Short for "Tennessee Journalist," tnjn.com is a community dot.com where a reader, on any given day, can bounce between a story about deep space (for example, a hollow on Mars named after a Knoxville coffee shop) to inner space (remembrances of a grandfather's garden) to physical space (changes to Neyland Stadium) to personal space ("How Facebook can suck the life out of your life").
Web journalism engages all of the great and time-honored tools of news and opinion writing but also, because of its multiple dimensions, orchestrates images (still and video), slide shows, audio recordings, and principles of design that, unlike the printed page, involved clicks, jumps, links and hyperlinks. Not to mention reader feedback ad commentary, which can be displayed right along with the original article.

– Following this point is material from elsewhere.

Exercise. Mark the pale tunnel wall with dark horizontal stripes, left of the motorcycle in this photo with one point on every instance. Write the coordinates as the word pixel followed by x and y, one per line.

Creating a news Web site that students could run was a high priority for Jim Stovall, one-time editor of The Daily Beacon, wen he returned to UT to teach journalism in 2006. "Today's students grew up with cell phones, computers, and other high-tech devices. So when they think news, they think Web," he says. "It's imperative that UT's School of Journalism and Electronic Media think that way too."
In less than a year since conceptualization, tnjn.com has ben come a vital, plugged in, curriculum-based teaching tool and a lively player on the campus journalism scene. A content management system allows students—and any student can join the staff—the flexibility to input copy, photos, cutlines, headlines, and other elements.
"We get to dabble in a medium that is taking over," says tnjn.com News Editor Sarah Jane Nutt. "Other university-related journalistic outlets—Scoop, The Daily Beacon, WUTK, the Volunteer Channel—provide great hands-on experience, but tomorrow's print and broadcast journalists are going to have to learn the ropes of the online world."
"The school needed a medium in which students could begin to understand that a news Web site is not just a newspaper on your computer screen," says Stovall. "We are going to be using a lot more audio and video this year, and one of the things I am encouraged is that students think creatively about their information, their tools, and their audience. I frankly do not know where this thing is headed - and that's the exciting part."